И это не сфера ответственности одного человека – автора этого проекта. Это проблема скорее целой парадигмы, которая своим существованием провоцирует подобные нелепости.

– Нужно ли нам менять центр города – например, Майдан? Нужны ли там фундаментальные памятники?
– Существующий Майдан определенно нужно менять, так как он является архитектурным провалом. Стелу и те ценности, которые она несет, можно было воплотить с куда большей оригинальностью, пониманием контекста и вкусом. Мне нравятся предлагаемые варианты, где Майдан и часть Крещатика превращаются в пешеходные зоны, потому что такое свободное пространство – именно то, что нужно городу.
Майдан нужно переделать и с эстетической, и с функциональной точек зрения. Огромные памятники там не нужны, их время уже давно ушло. Я уверен, что рассказать о том, что там недавно происходило, можно даже с помощью скамеек, если разместить их в соответствии с правильной, пусть и скрытой концепцией.
Речь снова идет о том, что формы должны быть функциональными, интуитивно понятными и соответствующими контексту. Живем в Киеве XXI столетия – сколько можно планировать и строить, ссылаясь на иллюзорное и романтизированное представление людей XIX века о жизни античного мира, прекратившего свое существование еще две тысячи лет назад? Нонсенс.

– А если говорить о жилых домах? Нужно ли их реконструировать, и каким опытом при этом руководствоваться?
– Сейчас ни политическая, ни экономическая ситуации не предполагают каких-то радикальных решений. А не радикальные методы должны касаться не только жилой застройки.
Процесс улучшения обветшалой городской среды в таких странах, как Украина, в мире называется красивым понятием «архитектура транзиции». Почти все страны соцлагеря проходили через одинаковые проблемы. С развалом Союза началась быстрая капитализация, абсолютно ничем не контролируемая, точно так же быстро стали строиться объекты, которые просто приносят деньги: шопинг-моллы, торгово-развлекательные и бизнес-центры.
Но это архитектура металлических сараев, функционально плохо вписывающаяся в историческое ядро города и никак не относящаяся к понятиям ревитализации, реконструкции, заботы о городской среде. Поэтому в центральной Европе лет пятнадцать назад начала развиваться дискуссия о том, что такое «архитектура транзиции», как из состояния «ничего неимения» перейти к цивилизованному городу, который не надо будет потом перестраивать. Однако общего алгоритма просто не существует.

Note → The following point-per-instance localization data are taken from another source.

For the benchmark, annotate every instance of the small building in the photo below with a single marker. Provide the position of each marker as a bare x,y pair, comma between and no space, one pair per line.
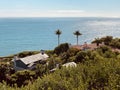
29,62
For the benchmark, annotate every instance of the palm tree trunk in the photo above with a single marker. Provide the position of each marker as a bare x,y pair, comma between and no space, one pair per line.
77,40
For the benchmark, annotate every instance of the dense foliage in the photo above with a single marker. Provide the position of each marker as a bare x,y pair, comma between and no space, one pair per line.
97,69
109,41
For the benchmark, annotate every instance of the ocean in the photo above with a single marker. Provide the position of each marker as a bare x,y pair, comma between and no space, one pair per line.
26,34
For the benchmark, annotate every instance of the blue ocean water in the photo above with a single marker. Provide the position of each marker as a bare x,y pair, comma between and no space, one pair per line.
21,34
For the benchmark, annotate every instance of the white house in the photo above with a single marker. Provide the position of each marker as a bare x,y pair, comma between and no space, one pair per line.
29,62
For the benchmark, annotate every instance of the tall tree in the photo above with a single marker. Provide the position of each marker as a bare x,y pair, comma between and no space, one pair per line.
58,32
77,33
97,41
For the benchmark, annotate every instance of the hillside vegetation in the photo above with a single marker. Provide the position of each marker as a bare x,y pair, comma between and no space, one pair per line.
97,69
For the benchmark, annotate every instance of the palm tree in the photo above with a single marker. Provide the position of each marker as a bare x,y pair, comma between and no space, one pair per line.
77,33
97,41
58,32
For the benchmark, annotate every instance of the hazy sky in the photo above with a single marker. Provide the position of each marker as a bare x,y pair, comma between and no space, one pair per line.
59,8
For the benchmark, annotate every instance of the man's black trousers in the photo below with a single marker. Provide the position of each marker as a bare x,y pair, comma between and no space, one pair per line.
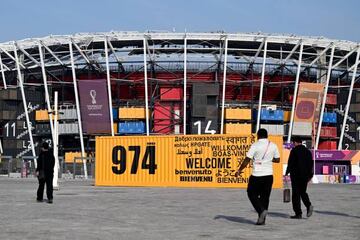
49,188
259,189
299,187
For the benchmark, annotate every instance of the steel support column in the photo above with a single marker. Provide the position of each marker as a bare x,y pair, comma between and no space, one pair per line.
349,100
47,97
261,87
78,108
146,89
24,103
109,86
295,92
185,84
224,88
2,72
324,97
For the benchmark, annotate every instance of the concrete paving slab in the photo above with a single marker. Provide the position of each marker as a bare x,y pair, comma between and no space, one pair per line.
82,211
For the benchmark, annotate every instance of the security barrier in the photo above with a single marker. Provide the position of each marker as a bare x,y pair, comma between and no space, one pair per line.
178,161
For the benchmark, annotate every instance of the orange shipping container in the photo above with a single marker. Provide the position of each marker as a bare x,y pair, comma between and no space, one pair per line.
237,114
237,128
177,161
131,113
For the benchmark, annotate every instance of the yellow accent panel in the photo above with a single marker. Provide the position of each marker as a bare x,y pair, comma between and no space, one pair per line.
287,116
237,128
41,115
176,161
69,157
131,113
237,114
115,127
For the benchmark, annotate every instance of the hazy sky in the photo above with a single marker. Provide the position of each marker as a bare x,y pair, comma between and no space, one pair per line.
38,18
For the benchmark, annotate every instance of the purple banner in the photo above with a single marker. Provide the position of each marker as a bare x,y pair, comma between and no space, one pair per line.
329,155
94,106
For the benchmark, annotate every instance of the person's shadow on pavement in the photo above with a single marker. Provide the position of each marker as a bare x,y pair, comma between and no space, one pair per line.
247,221
335,214
234,219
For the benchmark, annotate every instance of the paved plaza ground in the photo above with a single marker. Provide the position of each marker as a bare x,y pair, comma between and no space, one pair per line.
82,211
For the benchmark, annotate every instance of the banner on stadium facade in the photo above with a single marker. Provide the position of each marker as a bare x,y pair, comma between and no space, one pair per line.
94,106
177,161
307,109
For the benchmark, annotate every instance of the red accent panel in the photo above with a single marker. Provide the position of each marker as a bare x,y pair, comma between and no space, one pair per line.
327,145
171,94
331,99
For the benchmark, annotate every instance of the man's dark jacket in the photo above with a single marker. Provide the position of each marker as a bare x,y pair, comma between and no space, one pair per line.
46,162
300,164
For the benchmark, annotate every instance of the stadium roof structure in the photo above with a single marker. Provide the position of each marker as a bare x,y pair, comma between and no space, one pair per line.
328,59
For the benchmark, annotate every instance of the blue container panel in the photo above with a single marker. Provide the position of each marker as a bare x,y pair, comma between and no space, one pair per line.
115,113
271,115
131,127
329,117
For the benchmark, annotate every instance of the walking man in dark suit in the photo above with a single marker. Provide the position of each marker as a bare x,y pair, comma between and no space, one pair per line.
301,169
45,173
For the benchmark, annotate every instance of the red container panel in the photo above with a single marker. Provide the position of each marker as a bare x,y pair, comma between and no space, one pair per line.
328,132
327,145
331,99
171,94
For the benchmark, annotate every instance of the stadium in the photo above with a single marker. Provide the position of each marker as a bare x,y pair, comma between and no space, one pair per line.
166,83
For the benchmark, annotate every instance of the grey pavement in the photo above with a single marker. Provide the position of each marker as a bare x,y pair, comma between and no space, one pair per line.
82,211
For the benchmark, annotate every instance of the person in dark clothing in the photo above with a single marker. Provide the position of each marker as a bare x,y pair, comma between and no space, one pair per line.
45,173
300,166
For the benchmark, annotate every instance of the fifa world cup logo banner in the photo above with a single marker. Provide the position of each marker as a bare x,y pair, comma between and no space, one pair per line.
94,106
307,109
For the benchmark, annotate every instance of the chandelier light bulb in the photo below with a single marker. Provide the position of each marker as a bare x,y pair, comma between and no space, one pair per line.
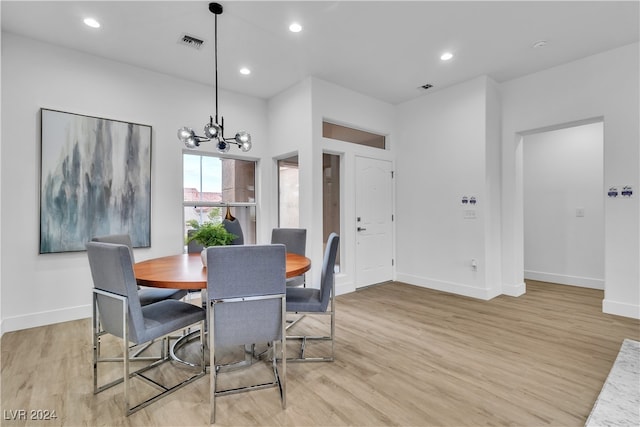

– А глобальные тренды в урбанистике сегодня существуют?
– Начиная где-то с 1980-х годов, и до сих пор актуальной остается вторая волна постмодерна – мода на общественные пространства, как открытые, так и закрытые. Все эти годы архитекторы пытаются совместить несовместимое и понять, как организовать пространство так, чтобы оно приносило пользу, причем не мнимую, и максимальную прибыль.

– Появились ли за это время архитектурные объекты, которые можно было бы назвать новыми чудесами света?
– Тут есть парадокс: для XXI века куда более знаковым стало падение башен-близнецов в США, чем постройка любого другого здания. Концептуальный промах реконструкции нью-йоркской площади в том, что они там построят три разные высотки, трех разных архитекторов, и таким образом потеряют то, что Нью-Йорк обрел после катастрофы. Там нужно было обнести участок черным карбоном, например, и таким образом обозначить конец целой эпохи. Но, увы, квадратные метры памятников не приносят прибыль.

– А как же футуристическая архитектура богатых азиатских стран – ОАЭ, например?
– Это попса для туристов, любящих фотографироваться на эффектном фоне. Я не знаю ни одного вменяемого архитектора, который сказал хотя бы одну положительную вещь об архитектуре в Эмиратах.